The OHSU Department of Emergency Medicine (DEM) was established as the country's third independent academic emergency medicine unit in 1977 and achieved full departmental status in 1992. The ED is a Level I Trauma Center with 42 patient care rooms, over 47,000 visits per year and 1,500 to 2,000 trauma system entries per year. The DEM has a fully accredited three-year residency program as well as formal postgraduate fellowships in health services research, health care education, pediatric emergency medicine, ultrasound, and toxicology.

Leadership

OHSU faculty members have served as presidents of the Society for Academic Emergency Medicine (SAEM), the American College of Emergency Physicians (ACEP), and the American Board of Emergency Medicine (ABEM). OHSU faculty currently serve on multiple committees and task forces for SAEM, ACEP, the American Board of Medical Specialties, the National Association of EMS Physicians, the AMA Section Council on Emergency Medicine, the American Academy of Emergency Medicine, the American College of Medical Toxicology, the American Heart Association, the ED Benchmarking Alliance, and the Oregon Medical Association. The influence of OHSU Emergency Medicine faculty extends outside of the field of emergency medicine with faculty members serving in the Institute of Medicine, the National Highway Traffic Safety Administration (NHTSA), and the Agency for Healthcare Research and Quality (AHRQ).

Research

The OHSU Department of Emergency Medicine is a leading EM research center. OHSU DEM ranked #3 nationally among academic ED programs for NIH funding in 2015. Multiple OHSU DEM faculty lead federally funded research and serve as study section reviewers for the NIH, AHRQ, and PCORI. OHSU participates in several NIH clinical trials networks, which support studies of cardiac arrest, major trauma, neurologic emergencies, and acute lung injury. OHSU DEM is one of six sites that has been awarded an NIH institutional training award (K12) to develop acute care research faculty. Current federally funded projects include: a nationwide study of trauma care systems; an evaluation of a Medicaid transformation program in Oregon; a multisite effort to develop novel evaluation algorithms for syncope; an efficacy assessment of Prescription Monitoring Program use in EDs; and a mixed-methods study of best hospital practices to reduce ED crowding. Faculty have particular expertise in outcomes research, health policy, and advanced statistical methods.

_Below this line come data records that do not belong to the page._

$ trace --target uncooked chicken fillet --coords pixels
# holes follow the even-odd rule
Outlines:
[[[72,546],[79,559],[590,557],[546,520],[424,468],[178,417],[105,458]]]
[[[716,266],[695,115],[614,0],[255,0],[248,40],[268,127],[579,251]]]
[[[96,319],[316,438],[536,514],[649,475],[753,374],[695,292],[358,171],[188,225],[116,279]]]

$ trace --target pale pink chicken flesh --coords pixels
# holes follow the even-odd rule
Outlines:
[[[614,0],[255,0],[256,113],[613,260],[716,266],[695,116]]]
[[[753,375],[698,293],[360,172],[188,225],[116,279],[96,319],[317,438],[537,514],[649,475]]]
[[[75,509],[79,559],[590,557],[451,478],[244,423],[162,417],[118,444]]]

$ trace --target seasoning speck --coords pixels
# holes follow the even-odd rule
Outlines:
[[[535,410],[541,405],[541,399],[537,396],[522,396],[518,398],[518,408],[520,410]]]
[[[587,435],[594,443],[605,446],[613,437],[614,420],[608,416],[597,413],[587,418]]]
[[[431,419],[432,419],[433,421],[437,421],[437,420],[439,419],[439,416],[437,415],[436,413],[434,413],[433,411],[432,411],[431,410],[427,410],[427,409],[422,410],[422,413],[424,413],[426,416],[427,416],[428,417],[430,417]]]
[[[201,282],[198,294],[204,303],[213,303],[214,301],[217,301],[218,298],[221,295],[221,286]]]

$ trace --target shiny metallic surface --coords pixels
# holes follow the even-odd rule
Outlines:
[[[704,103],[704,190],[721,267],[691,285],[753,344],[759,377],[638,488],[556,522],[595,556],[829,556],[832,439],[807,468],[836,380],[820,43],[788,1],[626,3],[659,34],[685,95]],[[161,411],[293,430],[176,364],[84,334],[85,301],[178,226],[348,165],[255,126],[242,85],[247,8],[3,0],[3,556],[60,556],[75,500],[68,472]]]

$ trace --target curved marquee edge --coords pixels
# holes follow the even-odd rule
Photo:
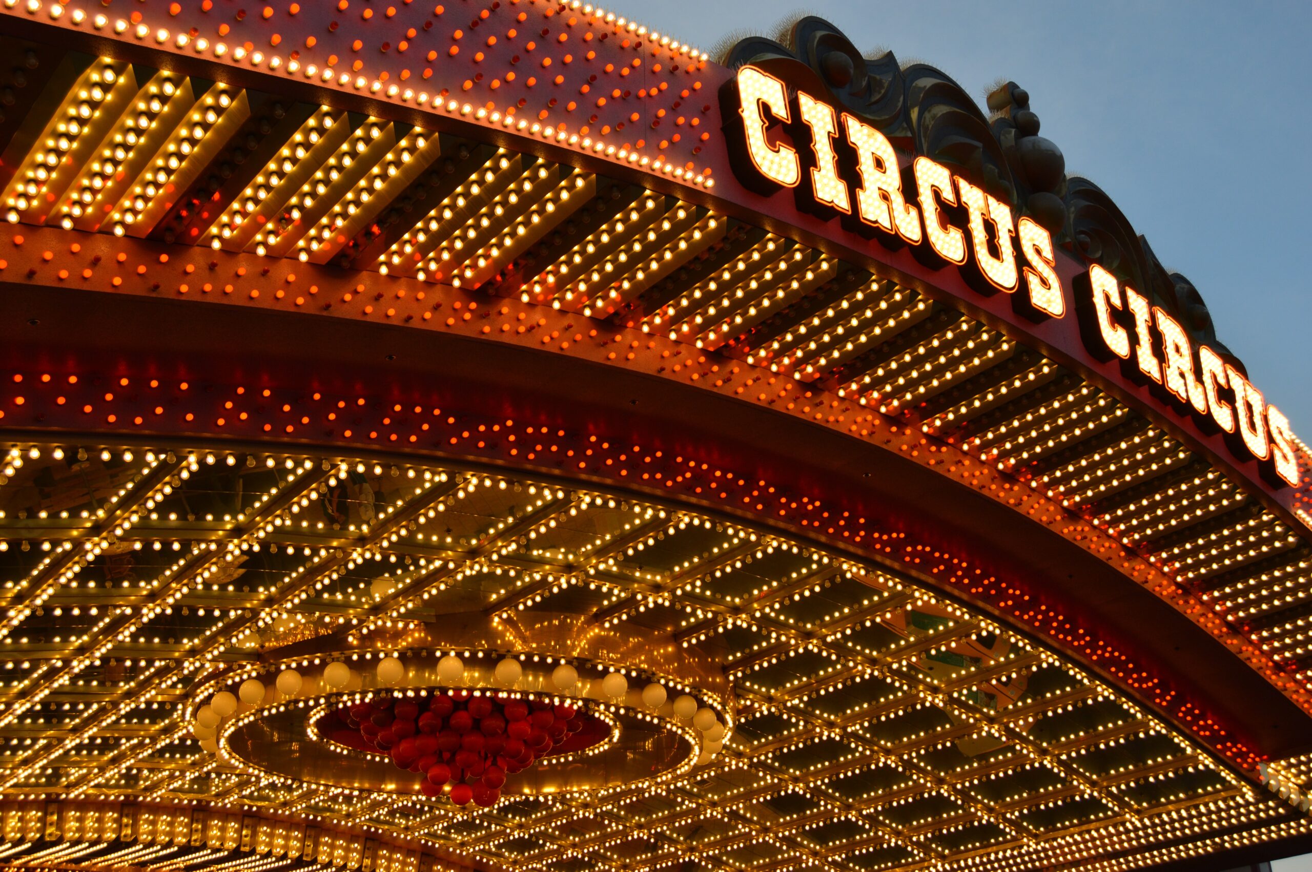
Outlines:
[[[942,72],[925,64],[901,71],[891,52],[866,60],[841,31],[815,17],[794,28],[795,49],[753,38],[736,46],[729,58],[787,76],[779,79],[786,92],[811,88],[815,102],[855,114],[869,130],[904,149],[900,163],[909,164],[918,155],[937,164],[938,170],[922,167],[939,178],[946,173],[949,181],[925,202],[943,222],[945,236],[959,239],[970,224],[966,210],[953,214],[950,202],[966,180],[979,189],[980,199],[1001,195],[1000,205],[1015,205],[1022,220],[1030,219],[1031,239],[1038,231],[1055,239],[1050,264],[1067,296],[1063,317],[1034,306],[1026,294],[998,294],[979,258],[963,257],[966,262],[958,266],[933,239],[928,245],[907,245],[897,233],[859,220],[849,229],[851,222],[840,220],[823,197],[816,208],[813,193],[795,195],[799,189],[806,194],[807,182],[762,186],[760,173],[752,178],[750,161],[735,161],[732,138],[741,117],[720,105],[726,93],[736,90],[735,71],[708,63],[705,54],[669,37],[577,0],[450,8],[404,4],[380,14],[357,5],[338,3],[337,14],[327,22],[297,4],[266,4],[260,14],[245,14],[213,3],[161,0],[138,3],[126,16],[93,4],[47,0],[10,1],[0,13],[14,25],[39,24],[47,33],[59,28],[77,34],[75,42],[91,50],[113,41],[156,63],[161,55],[172,55],[177,64],[199,62],[214,77],[252,79],[266,88],[282,80],[293,89],[311,89],[324,102],[363,101],[373,113],[425,118],[438,127],[458,119],[495,131],[499,140],[521,149],[546,147],[554,155],[565,152],[571,163],[609,164],[610,172],[646,177],[655,189],[714,202],[783,236],[891,273],[1023,338],[1147,412],[1237,473],[1300,535],[1312,539],[1307,514],[1298,511],[1299,488],[1287,485],[1300,477],[1302,454],[1287,420],[1278,408],[1267,412],[1265,397],[1244,379],[1242,363],[1216,342],[1197,288],[1178,274],[1166,274],[1147,241],[1097,186],[1063,174],[1060,151],[1036,135],[1029,96],[1014,83],[989,97],[994,111],[989,121]],[[762,121],[777,127],[778,119],[769,113]],[[765,131],[768,142],[778,135],[773,127]],[[840,163],[836,156],[833,161]],[[853,190],[858,174],[850,174]],[[972,235],[976,249],[996,249],[996,236],[985,241],[988,231],[983,220],[976,223],[981,227]],[[1164,340],[1174,349],[1169,361]],[[1200,354],[1203,341],[1211,355]],[[1185,400],[1157,384],[1164,362],[1176,365],[1176,388]],[[1244,414],[1245,408],[1252,413]],[[1236,433],[1228,433],[1227,425]],[[1279,434],[1275,441],[1270,425]],[[1300,484],[1307,486],[1307,481]]]

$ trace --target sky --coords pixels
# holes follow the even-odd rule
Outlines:
[[[1312,442],[1312,3],[1099,0],[611,0],[711,49],[804,8],[862,51],[891,49],[983,104],[1000,77],[1030,92],[1067,172],[1097,182],[1169,270],[1202,292],[1221,342]],[[1312,855],[1275,872],[1312,872]]]
[[[787,0],[611,0],[609,9],[710,50],[770,33]],[[1202,292],[1218,337],[1312,442],[1312,3],[815,0],[862,51],[891,49],[983,104],[1000,77],[1030,92],[1067,172],[1097,182],[1162,265]]]

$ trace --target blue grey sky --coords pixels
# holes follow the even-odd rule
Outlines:
[[[1190,278],[1218,336],[1312,441],[1312,3],[800,4],[857,47],[891,49],[983,104],[1000,77],[1030,92],[1067,170],[1102,186],[1168,269]],[[617,14],[710,49],[769,33],[789,0],[611,0]]]

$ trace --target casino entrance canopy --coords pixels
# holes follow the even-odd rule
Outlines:
[[[1312,841],[1307,446],[1014,83],[813,17],[0,14],[4,863]]]

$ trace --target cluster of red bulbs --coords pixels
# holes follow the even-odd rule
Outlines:
[[[590,720],[572,705],[472,696],[463,690],[426,699],[384,696],[335,715],[341,726],[331,728],[329,738],[382,751],[400,768],[422,774],[420,789],[426,796],[438,796],[450,784],[447,796],[457,805],[493,805],[508,775],[552,749],[592,743],[571,741]]]

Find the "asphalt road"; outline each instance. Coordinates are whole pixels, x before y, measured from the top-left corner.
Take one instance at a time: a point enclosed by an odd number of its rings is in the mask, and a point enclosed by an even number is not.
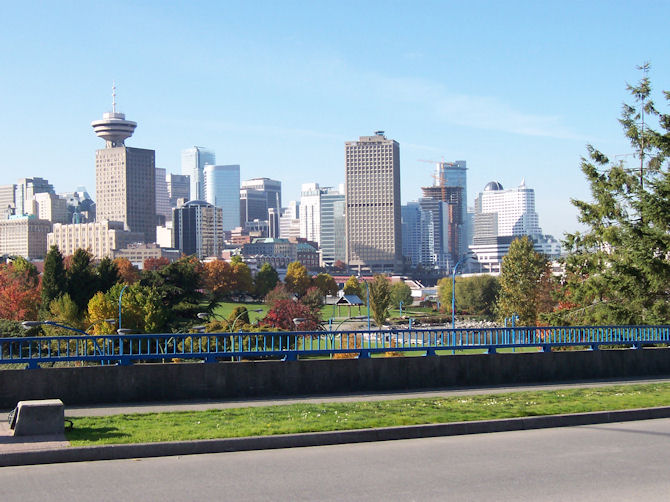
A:
[[[0,469],[0,500],[668,500],[670,420]]]

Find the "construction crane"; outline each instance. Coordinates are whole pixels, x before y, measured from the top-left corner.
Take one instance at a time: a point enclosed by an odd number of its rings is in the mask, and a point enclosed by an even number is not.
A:
[[[439,186],[442,187],[442,200],[444,200],[444,186],[445,186],[445,180],[444,180],[444,169],[440,169],[440,166],[442,165],[447,165],[454,167],[456,166],[455,162],[445,162],[444,158],[442,160],[426,160],[426,159],[417,159],[419,162],[426,162],[427,164],[434,164],[436,169],[435,172],[432,174],[433,180],[434,180],[434,186]]]

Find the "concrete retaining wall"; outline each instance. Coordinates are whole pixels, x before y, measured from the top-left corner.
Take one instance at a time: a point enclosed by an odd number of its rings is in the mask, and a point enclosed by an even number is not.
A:
[[[0,408],[225,399],[670,375],[670,349],[0,369]]]

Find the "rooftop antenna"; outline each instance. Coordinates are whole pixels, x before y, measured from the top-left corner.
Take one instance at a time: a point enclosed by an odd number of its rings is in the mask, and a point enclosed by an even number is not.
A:
[[[116,113],[116,82],[112,82],[112,113]]]

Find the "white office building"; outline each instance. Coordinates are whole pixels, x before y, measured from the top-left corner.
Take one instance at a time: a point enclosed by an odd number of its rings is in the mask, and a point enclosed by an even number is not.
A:
[[[181,152],[181,173],[190,177],[191,200],[205,200],[205,166],[215,165],[214,152],[201,146]]]
[[[240,225],[240,166],[205,166],[205,200],[221,208],[223,230]]]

OHSU DEM contains two research centers of excellence. The Center for Policy Research in Emergency Medicine (CPR-EM) includes seven core faculty members who have a specific focus on emergency medicine health services research. The Center for Health Systems Effectiveness (CHSE) is led by OHSU faculty and aims to deliver data-driven health policy analyses of local and national importance. CHSE has a quantitative focus with particular strengths in statistical and econometric methods.

Fellows will have access to a highly developed research infrastructure, including over 20 staff who provide support for IRB applications, grant proposals, programming, statistics, budget management, and project management. The Clinical Research Investigative Studies Program (CRISP) is research volunteer program that provides prospective research enrollment support 16 hours per day, 365 days per year. CRISP staff have enrolled nearly 10,000 patients for 55 studies. Fellows will also have the opportunity to pursue formal didactic training and obtain a Master of Clinical Research or Master of Public Health degree.